En règle générale, si un détenu ne fait pas preuve d’une diligence raisonnable dans l’exercice de ses droits, les obligations corollaires énoncées dans l’arrêt de cette Cour, R. c. Manninen1987 CanLII 67 (CSC)[1987] 1 R.C.S. 1233, qui sont imposées aux policiers dans le cas où le détenu a demandé l’assistance d’un avocat, sont suspendues et ne les empêchent pas de poursuivre leur enquête et de lui demander de donner un échantillon d’haleine. [p. 439]

 

 

[20]                                   Les diverses obligations qui découlent de l’al. 10b) de la Charte et leurs modalités d’interaction ont été résumées dans l’arrêt R. c. Luong (G.V.) (2000), 271 A.R. 368[2000] A.J. No. 1310 (QL)2000 ABCA 301 :

 

[TRADUCTION]

En guise d’assistance aux juges de procès chargés de la lourde tâche de trancher pareilles questions en litige, nous offrons les orientations suivantes :

 

1. Il incombe à la personne qui affirme que son droit garanti par la Charte a été violé d’établir qu’il y a eu violation ou négation du droit garanti par la Charte.

 

2. L’alinéa 10b) impose aux autorités de l’État qui arrêtent une personne ou la placent en détention des obligations en matière d’information et en matière de mise en application.

 

3. L’obligation en matière d’information consiste à informer la personne détenue de son droit d’avoir recours sans délai à l’assistance d’un avocat et à lui faire connaître l’existence et l’accessibilité de l’aide juridique et des avocats de service.

 

4. Les obligations en matière de mise en application sont doubles et prennent naissance lorsque la personne détenue indique qu’elle désire exercer son droit à l’assistance d’un avocat.

 

5. La première obligation en matière de mise en application consiste à « donner [à la personne détenue] la possibilité raisonnable [d’exercer son droit] (sauf en cas d’urgence ou de danger) ». Voir R. c.

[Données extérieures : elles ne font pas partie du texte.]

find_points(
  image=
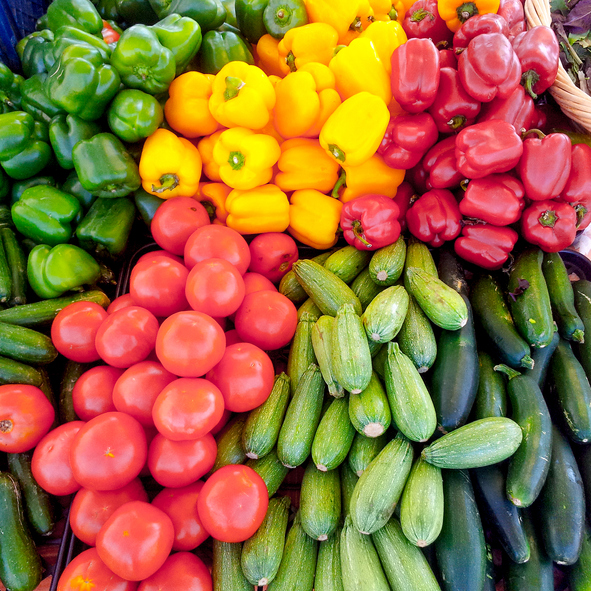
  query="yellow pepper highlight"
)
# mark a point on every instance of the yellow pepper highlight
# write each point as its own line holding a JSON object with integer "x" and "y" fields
{"x": 314, "y": 218}
{"x": 263, "y": 209}
{"x": 304, "y": 164}
{"x": 352, "y": 134}
{"x": 245, "y": 158}
{"x": 242, "y": 96}
{"x": 170, "y": 166}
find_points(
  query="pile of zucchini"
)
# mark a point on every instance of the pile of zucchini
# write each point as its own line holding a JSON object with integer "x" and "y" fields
{"x": 424, "y": 405}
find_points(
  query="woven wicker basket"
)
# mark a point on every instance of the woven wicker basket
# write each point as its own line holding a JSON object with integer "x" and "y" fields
{"x": 575, "y": 103}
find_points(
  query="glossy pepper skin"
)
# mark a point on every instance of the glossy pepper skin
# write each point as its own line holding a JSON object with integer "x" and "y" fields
{"x": 370, "y": 222}
{"x": 434, "y": 217}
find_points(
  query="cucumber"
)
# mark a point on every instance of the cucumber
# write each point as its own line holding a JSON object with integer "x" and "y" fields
{"x": 404, "y": 564}
{"x": 412, "y": 408}
{"x": 379, "y": 488}
{"x": 261, "y": 553}
{"x": 385, "y": 314}
{"x": 360, "y": 564}
{"x": 298, "y": 565}
{"x": 301, "y": 419}
{"x": 528, "y": 468}
{"x": 460, "y": 548}
{"x": 334, "y": 436}
{"x": 416, "y": 337}
{"x": 529, "y": 300}
{"x": 562, "y": 298}
{"x": 421, "y": 507}
{"x": 491, "y": 312}
{"x": 476, "y": 444}
{"x": 263, "y": 424}
{"x": 351, "y": 357}
{"x": 20, "y": 564}
{"x": 387, "y": 263}
{"x": 320, "y": 502}
{"x": 369, "y": 411}
{"x": 325, "y": 288}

Bartle1994 CanLII 64 (CSC), [1994] 3 R.C.S. 173; 92 C.C.C. (3d) 289 (C.S.C.), à la page 192 [R.C.S.].

 

6. La deuxième obligation en matière de mise en application consiste à « s’abstenir de tenter de soutirer des éléments de preuve à la personne détenue jusqu’à ce qu’elle ait eu cette possibilité raisonnable (encore une fois, sauf en cas d’urgence ou de danger) ». Voir R. c. Bartle, précité, à la page 192 [R.C.S.].

 

7. Le juge du procès doit d’abord déterminer si, étant donné l’ensemble des circonstances, la police a accordé à la personne détenue une possibilité raisonnable d’exercer son droit à l’assistance d’un avocat; il incombe à la Couronne d’établir que la personne détenue qui a invoqué le droit à l’assistance d’un avocat a obtenu une possibilité raisonnable d’exercer ce droit.

 

8. Si le juge du procès conclut qu’il y a eu violation de la première obligation en matière de mise en application, l’atteinte aux droits de la personne détenue est prouvée.

 

9. Si le juge du procès est convaincu que la première obligation en matière de mise en application a été respectée, ce n’est qu’alors qu’il peut examiner si la personne détenue qui a invoqué le droit à l’assistance d’un avocat a fait preuve d’une diligence raisonnable pour l’exercer, et il incombe à la personne détenue d’établir qu’elle a fait preuve d’une diligence raisonnable afin d’exercer ses droits. Voir R. c. Smith (1989), 1989 CanLII 27 (CSC)50 C.C.C. (3d) 308 (C.S.C.), aux pages 315, 316 et 323.

 

10. Si on conclut que la personne détenue qui a invoqué le droit à l’assistance d’un avocat n’a pas fait preuve d’une diligence raisonnable pour l’exercer, ou bien les obligations en matière de mise en application ne prennent pas naissance du tout, ou bien elles sont suspendues. Voir R. c. Tremblay (1987), 1987 CanLII 28 (CSC), 37 C.C.C. (3d) 565 (C.S.C.), à la page 568, R. c. Ross (1989), 1989 CanLII 134 (CSC), 46 C.C.C. (3d) 129 (C.S.C.), à la page 135, R. c. Black (1989), 1989 CanLII 75 (CSC), 50 C.C.C. (3d) 1 (C.S.C.), à la page 13, R. c. Smith, précité, à la page 314, R. c. Bartle, précité, à la page 301 et R. c. Prosper1994 CanLII 65 (CSC), [1994] 3 R.C.S. 236; 92 C.C.C. (3d) 353 (C.S.C.), aux pages 375 à 381, 400 et 401 [du recueil C.C.C.]. Dans de telles circonstances, aucune atteinte aux droits n’est prouvée.

 

11. Une fois qu’une personne détenue a affirmé son droit à l’assistance d’un avocat et a fait preuve d’une diligence opportune pour l’exercer (après avoir obtenu une possibilité raisonnable de l’exercer), si elle indique qu’elle a changé d’idée et ne veut plus d’avis juridique, la Couronne est tenue de prouver l’existence d’une renonciation valide à l’assistance d’un avocat. Dans un tel cas, les pouvoirs de l’État ont une obligation additionnelle en matière d’information : ils doivent « informer [la personne détenue] de son droit d’avoir une possibilité raisonnable de communiquer avec un avocat et de l’obligation de la police, au cours de cette période, de s’abstenir, tant que la personne n’aura pas eu cette possibilité raisonnable de prendre toute déposition ou d’exiger qu’elle participe à quelque processus qui pourrait éventuellement être incriminant » (c’est ce qu’on appelle parfois « la mise en garde prévue dans l’arrêt Prosper »). Voir R. c. Prosper, précité, à la page 274 [du R.C.S.]. En l’absence d’une telle mise en garde, une atteinte aux droits est prouvée.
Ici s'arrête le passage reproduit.